Growers often wait until they can see wild oats before applying herbicide, however, by this point the weed is strong and killing it is more challenging, according to Scott Cockburn, Syngenta business manager, Oxfordshire and Gloucestershire.
“If you can control wild oats at an earlier timing you can get more active ingredient on the oat to do the job and it is not shielded by the wheat or barley crop you are trying to protect.”
Syngenta eastern counties application specialist Harry Fordham says there is a wide application window for treatment with Axial Pro (pinoxaden), which could present a range of scenarios for differing weed and crop sizes in spring.

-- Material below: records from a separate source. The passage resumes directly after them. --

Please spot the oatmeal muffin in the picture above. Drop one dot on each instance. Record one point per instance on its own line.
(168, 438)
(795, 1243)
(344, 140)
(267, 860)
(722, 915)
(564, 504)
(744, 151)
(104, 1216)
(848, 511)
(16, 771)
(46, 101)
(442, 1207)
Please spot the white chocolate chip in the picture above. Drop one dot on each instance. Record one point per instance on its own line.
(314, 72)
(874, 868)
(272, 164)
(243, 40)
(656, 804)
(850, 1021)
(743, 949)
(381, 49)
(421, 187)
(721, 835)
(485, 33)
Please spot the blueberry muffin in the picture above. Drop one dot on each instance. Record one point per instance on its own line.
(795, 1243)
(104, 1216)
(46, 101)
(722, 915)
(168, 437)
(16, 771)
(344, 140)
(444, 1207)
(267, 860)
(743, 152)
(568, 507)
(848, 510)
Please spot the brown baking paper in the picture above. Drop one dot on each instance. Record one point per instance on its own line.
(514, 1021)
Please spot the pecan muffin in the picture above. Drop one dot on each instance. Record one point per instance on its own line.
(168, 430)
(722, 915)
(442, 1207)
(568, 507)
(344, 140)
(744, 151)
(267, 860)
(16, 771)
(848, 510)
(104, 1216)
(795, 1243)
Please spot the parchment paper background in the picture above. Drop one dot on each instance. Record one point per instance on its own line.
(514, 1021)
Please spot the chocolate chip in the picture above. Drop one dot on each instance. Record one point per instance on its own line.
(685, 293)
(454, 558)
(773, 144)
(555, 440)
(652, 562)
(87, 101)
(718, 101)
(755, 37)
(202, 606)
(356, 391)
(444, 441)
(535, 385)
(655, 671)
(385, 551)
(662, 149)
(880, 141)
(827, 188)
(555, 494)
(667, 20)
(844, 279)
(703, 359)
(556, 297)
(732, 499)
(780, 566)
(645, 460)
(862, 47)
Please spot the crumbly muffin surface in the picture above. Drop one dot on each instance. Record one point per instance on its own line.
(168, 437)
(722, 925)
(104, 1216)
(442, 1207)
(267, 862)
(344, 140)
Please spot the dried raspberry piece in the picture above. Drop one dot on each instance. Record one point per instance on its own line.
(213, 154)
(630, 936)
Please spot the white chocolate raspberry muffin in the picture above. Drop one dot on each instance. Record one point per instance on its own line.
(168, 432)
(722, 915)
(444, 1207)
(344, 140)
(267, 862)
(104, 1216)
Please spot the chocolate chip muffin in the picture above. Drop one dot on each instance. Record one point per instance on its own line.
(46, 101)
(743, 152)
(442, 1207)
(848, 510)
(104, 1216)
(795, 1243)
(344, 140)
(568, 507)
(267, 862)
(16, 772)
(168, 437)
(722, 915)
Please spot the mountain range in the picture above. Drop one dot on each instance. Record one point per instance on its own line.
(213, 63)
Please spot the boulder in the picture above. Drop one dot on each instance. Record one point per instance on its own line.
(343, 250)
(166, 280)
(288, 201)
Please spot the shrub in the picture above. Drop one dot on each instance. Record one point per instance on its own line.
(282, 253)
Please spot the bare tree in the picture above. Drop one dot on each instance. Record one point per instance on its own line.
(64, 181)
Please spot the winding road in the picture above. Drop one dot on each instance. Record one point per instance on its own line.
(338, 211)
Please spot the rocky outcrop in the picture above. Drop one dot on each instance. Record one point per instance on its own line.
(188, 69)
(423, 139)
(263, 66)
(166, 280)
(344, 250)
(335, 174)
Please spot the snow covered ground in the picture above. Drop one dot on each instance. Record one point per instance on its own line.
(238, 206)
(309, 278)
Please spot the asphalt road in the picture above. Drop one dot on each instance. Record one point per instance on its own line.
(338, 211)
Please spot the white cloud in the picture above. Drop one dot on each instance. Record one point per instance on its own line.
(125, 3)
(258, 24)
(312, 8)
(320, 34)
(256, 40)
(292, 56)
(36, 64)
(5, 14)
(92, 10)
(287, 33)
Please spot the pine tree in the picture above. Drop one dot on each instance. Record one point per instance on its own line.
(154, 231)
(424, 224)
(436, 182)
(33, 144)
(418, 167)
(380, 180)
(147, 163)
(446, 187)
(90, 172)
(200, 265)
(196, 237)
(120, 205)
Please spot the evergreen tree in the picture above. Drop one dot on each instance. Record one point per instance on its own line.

Small grass weeds can also be difficult targets to hit and retain spray on the leaf, he says.
Research and application trials at Syngenta innovation sites have identified three key factors to get right with wild oat control: timing, application and product formulation.
Mr Fordham says the product can be used from growth stage 11 (first leaf unfolded), through to GS39 (flag leaf emerged).
“At the early spring application timing, both the crop and the weeds are typically still small and the target is exposed and easy to hit,” he says. “However, there is a chance not all the spring seeds will have germinated and later weeds could still emerge.
“If application is delayed and the crop goes into stem extension, the wild oats can be shielded by the larger crop and become more difficult to target with spray droplets.
“Where treatment is left until the crop is at flag leaf, the larger target wild oats are again easier to hit, but they could have already seriously impacted on yield.”
Herbicide application rates should always be tailored to the largest weeds in the crop, he adds.
For the early treatments, Mr Fordham advises the best application tips are to use the angled Syngenta 3D nozzle with a water volume of 100 litres per hectare. However, as the crop gets larger, he suggests switching to an Amistar nozzle, again applying 100 litres/ha water volume, can better target weeds in the canopy.